Рузвельт на коне, а мармелад пах ещё несколько лет
Автор: Рим ДикЛюди взрослеют и становятся зависимы всем, но не тобой, они становятся самостоятельными и независимыми, и, это самое обидное… когда твой любимый человек просто берёт и уходит, без слов и вопросов, ни улыбок, ни пока, ни единой весточки на скомканной бумаге из-под газеты, никаких вырезанных букв из них, просто тишина, лишь ветер воет, словно голодный волк, лишь одинокий питон сворачивается калачиком возле кровати, лишь одинокий высохший комар на подоконнике – отнюдь, даже не плохо, что они ушли, хорошо, что они поняли то, с чем приходится сталкиваться другим людям годами, раньше, значит лучше, но… раньше, не значит хорошо, как бы противоречиво не звучало.
Они делают вам больно, но такова жизнь, без боли вы не можете знать, что живы, что чувствуете, как вам одиноко и грустно, они учат вас тому, чего сами не понимают. У них находятся миллион причин, чтобы не вспоминать о вас, миллион своих личных сопереживаний, чтобы вас забыть.

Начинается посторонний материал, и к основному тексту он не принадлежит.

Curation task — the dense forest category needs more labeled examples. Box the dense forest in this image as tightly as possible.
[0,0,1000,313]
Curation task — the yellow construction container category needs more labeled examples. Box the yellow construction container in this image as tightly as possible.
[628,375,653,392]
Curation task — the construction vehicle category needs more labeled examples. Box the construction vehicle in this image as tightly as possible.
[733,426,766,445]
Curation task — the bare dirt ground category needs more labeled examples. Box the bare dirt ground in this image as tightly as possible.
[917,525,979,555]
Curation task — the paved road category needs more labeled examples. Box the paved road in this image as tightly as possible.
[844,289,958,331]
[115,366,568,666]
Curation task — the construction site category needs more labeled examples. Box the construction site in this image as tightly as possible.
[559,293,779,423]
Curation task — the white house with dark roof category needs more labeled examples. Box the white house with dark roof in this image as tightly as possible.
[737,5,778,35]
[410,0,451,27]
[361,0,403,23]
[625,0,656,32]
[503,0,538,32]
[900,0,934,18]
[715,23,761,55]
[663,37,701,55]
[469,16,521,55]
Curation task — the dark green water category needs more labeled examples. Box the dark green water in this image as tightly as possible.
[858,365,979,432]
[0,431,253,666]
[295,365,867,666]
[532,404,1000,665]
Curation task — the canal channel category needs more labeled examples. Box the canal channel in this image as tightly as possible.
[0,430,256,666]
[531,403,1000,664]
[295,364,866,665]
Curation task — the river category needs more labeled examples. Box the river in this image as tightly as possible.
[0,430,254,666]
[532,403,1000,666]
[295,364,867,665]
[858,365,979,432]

К семи вечера у них перестраивается клетка в мозге и они понимают, что так же одиноки, как те, кого они любят, те, кем они восхищаются, понимают, что все люди исчезают со временем, растворяются, как плоть курочки в супе, как сахар в масле, как твоя красота в будущем, но речь ведь не о том, а может… кто знает.

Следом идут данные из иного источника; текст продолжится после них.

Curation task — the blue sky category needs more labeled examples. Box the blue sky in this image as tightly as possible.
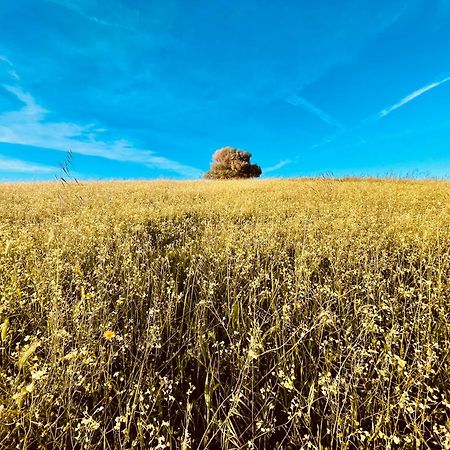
[0,0,450,181]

Когда Чакки кукла встал на ноги, он понимал, что может бегать, но понимал и другое, что он - кукла, которую можно сжечь и ничего, никто и никогда и не почувствует сожаления, никто не будем по нему плакать, ведь он вещь. Но нашлись люди, которые полюбили Чакки, потому что он был каким-то другим, уникальным.
Вы можете наблюдать, как через мгновения уходят люди вперёд, оставив вас одних, как они влюбляются и плачут, как они боятся признаться и бросить колкости слов, как им тяжело принять себя и свои недостатки. Они долго терпят то с чем сталкиваются, пока не взрослеют и не становятся чёрствыми и эгоистичными, и им, увы, делать больно становится так же легко, как моргать, как двигать пальцем, как улыбаться и плакать – никак, никак не становится легко, вру я, но они вынуждены так делать, не замечать то, что любят, и любить то, что им неинтересно.

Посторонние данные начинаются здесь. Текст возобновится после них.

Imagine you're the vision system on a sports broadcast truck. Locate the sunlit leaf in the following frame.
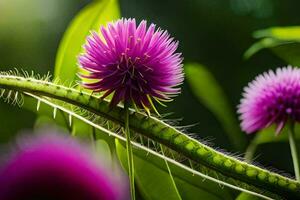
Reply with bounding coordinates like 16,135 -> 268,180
116,141 -> 233,200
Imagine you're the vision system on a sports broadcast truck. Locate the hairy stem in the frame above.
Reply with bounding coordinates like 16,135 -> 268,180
0,73 -> 300,199
159,144 -> 182,200
289,122 -> 300,182
124,103 -> 135,200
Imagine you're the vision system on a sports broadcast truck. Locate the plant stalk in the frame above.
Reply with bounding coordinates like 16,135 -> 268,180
289,122 -> 300,182
124,102 -> 135,200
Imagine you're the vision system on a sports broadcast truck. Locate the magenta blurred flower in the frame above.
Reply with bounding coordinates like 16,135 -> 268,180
0,134 -> 122,200
79,19 -> 183,109
238,66 -> 300,134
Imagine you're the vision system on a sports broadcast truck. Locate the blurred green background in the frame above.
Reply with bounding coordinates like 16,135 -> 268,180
0,0 -> 300,172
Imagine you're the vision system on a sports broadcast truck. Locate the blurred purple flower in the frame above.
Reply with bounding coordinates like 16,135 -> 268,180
0,134 -> 122,200
238,66 -> 300,134
78,19 -> 183,110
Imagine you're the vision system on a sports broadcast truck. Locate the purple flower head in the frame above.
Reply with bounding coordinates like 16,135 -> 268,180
79,19 -> 183,110
0,134 -> 122,200
238,66 -> 300,134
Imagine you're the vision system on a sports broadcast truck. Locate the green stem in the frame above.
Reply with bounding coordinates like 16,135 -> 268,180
0,72 -> 300,199
124,103 -> 135,200
159,144 -> 182,200
289,122 -> 300,182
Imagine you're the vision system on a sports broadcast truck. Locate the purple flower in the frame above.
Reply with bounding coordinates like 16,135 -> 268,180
0,134 -> 122,200
79,19 -> 183,110
238,66 -> 300,134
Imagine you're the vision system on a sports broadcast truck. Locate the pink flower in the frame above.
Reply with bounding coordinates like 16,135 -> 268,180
0,134 -> 122,200
79,19 -> 183,109
238,66 -> 300,134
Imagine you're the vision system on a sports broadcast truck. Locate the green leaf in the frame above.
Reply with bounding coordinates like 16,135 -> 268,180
185,64 -> 246,151
244,26 -> 300,66
54,0 -> 120,81
116,140 -> 233,200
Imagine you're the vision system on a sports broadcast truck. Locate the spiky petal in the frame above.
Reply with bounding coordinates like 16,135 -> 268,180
78,19 -> 183,109
238,66 -> 300,133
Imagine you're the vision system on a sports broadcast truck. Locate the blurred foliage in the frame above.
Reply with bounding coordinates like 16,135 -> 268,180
185,63 -> 246,151
0,0 -> 300,199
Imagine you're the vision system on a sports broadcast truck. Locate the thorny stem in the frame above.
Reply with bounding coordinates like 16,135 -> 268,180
289,122 -> 300,182
159,144 -> 182,200
124,103 -> 135,200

Когда Рузвельт скакал на своём скакуне по песчаной пустыне безразличия и сожаления, то он повстречал дикого индейца, который схватил за хвост его коня и бросил в яму безысходности, но Рузвельт не обиделся, ведь обижаться на то, что не важно, не стоит, но когда тот обидел коня, он выстрелил ему в голову и ушёл домой. Из головы индейца выбежали маленькие гномики, красные, жёлтые и синие, они орали и кричали, пытались залатать дыру, но махнули рукой и прыгнули на голову саламандре и ускакали вместе с ним в будущее. Когда индеец открыл глаза, он увидел своё отражение в портрете мертвеца напротив, скорпион смотрел на него и водил хвостом по его лицу, ударял клешнями и вырывал частички плоти, выкидывал и на кусочки прибегали змеи. Они ели и умирали. Индеец был ядовит.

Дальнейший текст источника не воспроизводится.